True to her origin, Massachusetts began at once that noble system of Common Schools which continues her “peculiar institution,” while a College was founded at Cambridge which has grown to be a light throughout the land. Thus together began Common Schools and the College, and together they have flourished always. Said one of her early teachers, in most affecting words,--“After God had carried us safe to New England, and we had builded our houses, provided necessaries for our livelihood, reared convenient places for God’s worship, and settled the civil government, one of the next things we longed for and looked after was to advance learning and perpetuate it to posterity, dreading to leave an illiterate ministry to the churches when our present ministers shall lie in the dust.”[2] In this spirit it was ordered by the General Court, as early as 1642, “That in every town the chosen men appointed for managing the prudential affairs of the same … shall have power to take account from time to time of all parents and masters, and of their children, concerning their calling and employment of their children, especially of their ability to read and understand the principles of religion and the capital laws of this country.”[3] This was followed only a few years later, in 1647, by that famous law which ordered, “That every township in this jurisdiction, after the Lord hath increased them to the number of fifty householders, shall then forthwith appoint one within their town to teach all such children as shall resort to him to write and read,” and “that, where any town shall increase to the number of one hundred families or householders, they shall set up a grammar school, the master thereof being able to instruct youth so far as they may be fitted for the University”; and this law, in its preamble, assigned as its object the counteraction of “one chief project of that old deluder, Satan, to keep men from the knowledge of the Scriptures,” and also “that learning may not be buried in the grave of our fathers in the Church and Commonwealth.”[4] To nothing in her history can Massachusetts look with more pride than to this commanding example, which, wherever followed, must open wide the gates of human improvement.
Again, mindful that printing is the indispensable minister of good learning, they established a printing-press without delay.

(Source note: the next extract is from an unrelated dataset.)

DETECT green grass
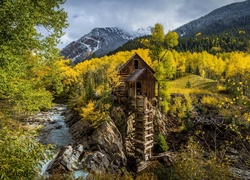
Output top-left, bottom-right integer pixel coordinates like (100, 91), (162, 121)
(168, 74), (218, 94)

This was at Cambridge, as early as 1639, and the first thing printed was “The Freeman’s Oath.”
Meanwhile the Slave-Ship continued its voyages and discharged its baleful cargoes. Virginia became a Slave State and the natural consequences of Slavery ensued. Of course the Common School was unknown; for, where Slavery rules, the schoolmaster is shut out. One of her Governors, Sir William Berkeley, said in 1671, “I thank God there are no free schools nor printing, and I hope we shall not have these hundred years; for learning has brought disobedience and heresy and sects into the world, and printing has divulged them and libels against the best government. God keep us from both!”[5] These remarkable words, which embodied the political philosophy of Slavery, were in an official reply to interrogatories propounded from England.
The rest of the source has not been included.